Après le vol de données fiscales et personnelles concernant 678 000 particuliers et entreprises, Sébastien Lecornu préside ce lundi 17 août une cellule interministérielle de crise. Le gouvernement doit notamment préparer l’information des victimes et faire le point sur la sécurisation numérique des administrations.
Le gouvernement tente de reprendre la main après le piratage à grande échelle de l’administration fiscale. Sébastien Lecornu préside ce lundi, en « visioconférence sécurisée », une cellule interministérielle de crise réunissant les principaux ministères concernés. La réunion doit notamment permettre de s’assurer que tout est prêt avant le début de l’information individuelle des 678 000 particuliers et entreprises dont les données ont été exposées. Les personnes concernées doivent recevoir à compter de ce lundi le détail des informations susceptibles d’avoir été compromises ainsi que les mesures de vigilance à adopter.
L’intrusion, survenue fin juin et reconnue par la Direction générale des finances publiques en août, fait désormais l’objet d’une enquête judiciaire. Le parquet de Paris a notamment ouvert une enquête pour « extraction frauduleuse de données » et « association de malfaiteurs ». Matignon rappelle de son côté sa doctrine en matière de cyberattaque : « détecter et interrompre, poursuivre, informer, renforcer ».
Un plan de sécurisation de l’État passé au crible
La cellule de crise doit également dresser un « point d’étape » du plan de sécurisation des administrations lancé le 30 avril, qui prévoit une nouvelle gouvernance numérique de l’État et un renforcement des moyens consacrés à la cybersécurité.
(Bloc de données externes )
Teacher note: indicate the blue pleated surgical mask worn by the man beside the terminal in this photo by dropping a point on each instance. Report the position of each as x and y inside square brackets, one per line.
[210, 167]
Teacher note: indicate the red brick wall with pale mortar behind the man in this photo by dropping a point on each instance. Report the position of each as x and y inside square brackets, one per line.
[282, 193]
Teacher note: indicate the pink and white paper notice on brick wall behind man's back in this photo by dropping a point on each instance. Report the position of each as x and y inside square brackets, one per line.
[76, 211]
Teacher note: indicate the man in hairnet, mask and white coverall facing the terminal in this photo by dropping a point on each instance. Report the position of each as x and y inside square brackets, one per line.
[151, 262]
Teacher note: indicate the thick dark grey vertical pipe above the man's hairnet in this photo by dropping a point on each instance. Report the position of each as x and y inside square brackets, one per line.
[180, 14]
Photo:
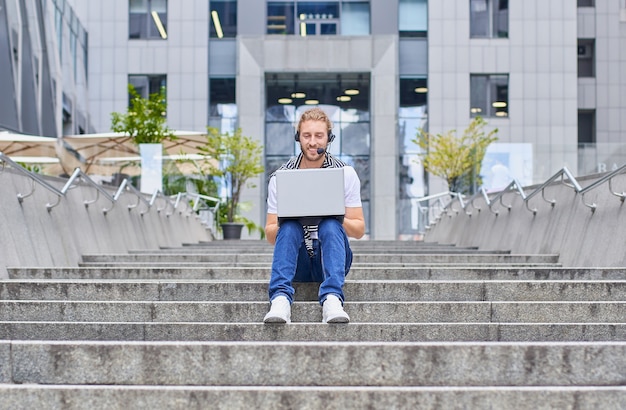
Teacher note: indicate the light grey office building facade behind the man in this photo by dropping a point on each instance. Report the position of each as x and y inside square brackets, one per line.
[550, 76]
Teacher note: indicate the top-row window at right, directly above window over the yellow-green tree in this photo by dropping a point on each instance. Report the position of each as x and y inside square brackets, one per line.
[489, 18]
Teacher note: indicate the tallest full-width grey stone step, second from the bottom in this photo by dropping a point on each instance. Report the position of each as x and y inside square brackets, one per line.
[322, 363]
Sur RMC, l’expert Clément Domingo, alias SaxX, s’interroge notamment sur l’utilisation de l’enveloppe de 200 millions d’euros annoncée après le piratage de l’ANTS et qualifie l’attaque contre le fisc de « pire de la Ve République en France ».
La pression politique monte également autour de l’exécutif. Les sénateurs socialistes réclament une commission d’enquête parlementaire afin de déterminer si les cyberattaques successives contre les administrations révèlent des « vulnérabilités communes ». Bruno Retailleau propose, lui, un « Plan Vauban » destiné à construire une « véritable forteresse numérique » pour protéger les données des Français.